GUWAHATI, India (Reuters) - More than 100 Rohingya Muslims from Myanmar including women and children have been on hunger strike since Monday to protest at their indefinite detention at a camp in northeastern India, authorities told Reuters.
More than one million Rohingya refugees fled to countries including Bangladesh and India after a military-led crackdown in Myanmar in 2017. They have little hope of returning home, where they are largely denied citizenship and basic rights.
The protesters include about 103 Rohingya Muslims and 30 Christian Chin refugees, also from Myanmar, and many have refugee cards issued by the United Nations High Commissioner for Refugees (UNHCR), said a Rohingya who is in touch with the protesters in Matia Transit Camp in Assam state.
The camp is India's largest detention centre for undocumented migrants who enter India illegally.
"Many of them have finished their terms, but are still stuck in detention. They are not criminals, they fled persecution," the person said, adding that 36 Rohingya protesters possessed UNHCR cards.
"The jail conditions are not good, relatives cannot even visit ... they just want to be free and shift somewhere where life is better," the person added.

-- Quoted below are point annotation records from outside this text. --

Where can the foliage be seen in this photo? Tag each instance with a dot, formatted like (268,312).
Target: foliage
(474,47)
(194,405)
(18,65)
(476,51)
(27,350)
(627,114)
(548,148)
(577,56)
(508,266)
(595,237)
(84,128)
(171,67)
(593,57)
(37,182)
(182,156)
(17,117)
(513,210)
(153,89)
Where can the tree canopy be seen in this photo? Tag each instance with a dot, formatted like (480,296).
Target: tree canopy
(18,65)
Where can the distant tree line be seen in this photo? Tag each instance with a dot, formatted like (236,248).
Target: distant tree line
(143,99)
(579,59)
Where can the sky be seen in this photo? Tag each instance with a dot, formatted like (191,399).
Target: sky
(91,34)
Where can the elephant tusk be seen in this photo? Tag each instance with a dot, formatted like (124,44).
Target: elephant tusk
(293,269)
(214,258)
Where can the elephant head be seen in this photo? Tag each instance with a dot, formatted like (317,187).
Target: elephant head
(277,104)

The protesters want to be handed over to UNHCR and resettled in a third country, the person said, adding that they have written letters to the Assam government seeking their intervention in the last few months.
"They are demanding they be released," said Ravi Kota, Assam's most senior bureaucrat, adding that the state government has sent prison and interior ministry officials to the camp to "understand their issues" and submit a report.

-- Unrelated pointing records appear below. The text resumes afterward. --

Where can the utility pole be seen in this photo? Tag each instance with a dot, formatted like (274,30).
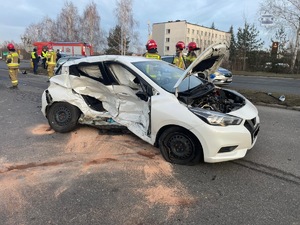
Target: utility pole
(296,47)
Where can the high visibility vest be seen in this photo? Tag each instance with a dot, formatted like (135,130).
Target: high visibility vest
(179,61)
(33,55)
(12,60)
(152,55)
(44,54)
(51,58)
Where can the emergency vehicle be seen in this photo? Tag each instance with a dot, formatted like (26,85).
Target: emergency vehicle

"Not all were detained under a single court order, so we are trying to find out what are these orders, what are the charges, and what the legal status is," he said.
Reuters was not immediately able to establish for how long the refugees were initially ordered to stay in the camp.

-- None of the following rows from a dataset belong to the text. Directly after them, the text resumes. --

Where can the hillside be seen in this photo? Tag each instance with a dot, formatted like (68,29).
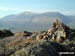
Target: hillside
(34,21)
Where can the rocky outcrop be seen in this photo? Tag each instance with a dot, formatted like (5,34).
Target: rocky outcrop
(5,33)
(43,48)
(25,33)
(58,32)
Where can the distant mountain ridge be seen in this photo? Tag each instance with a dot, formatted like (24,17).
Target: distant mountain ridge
(34,20)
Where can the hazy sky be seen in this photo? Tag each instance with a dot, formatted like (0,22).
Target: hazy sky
(66,7)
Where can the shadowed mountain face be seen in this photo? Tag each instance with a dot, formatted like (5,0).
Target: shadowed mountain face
(34,21)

UNHCR said in a statement there are 676 Rohingya refugees in immigration detention across India and 608 of them have no ongoing court cases or sentences pending.
“Consistent with international law and standards, UNHCR takes the position that the detention of asylum seekers should be an exceptional measure of last resort,” it said. It added that UNHCR is ready to work with New Delhi to address the situation of all asylum seekers and refugees in detention.
The Rohingya suffered from poor healthcare facilities, a lack of water and inhumane treatment in the camp, said Rohingya Human Rights Initiative (R4R), a rights group. "Our people fled genocide and persecution, only to be imprisoned in a country where they sought refuge," R4R chief Sabre Kyaw Min said.
The Burmese Rohingya Organisation UK also urged New Delhi to release the refugees, saying their detention was a "grave injustice".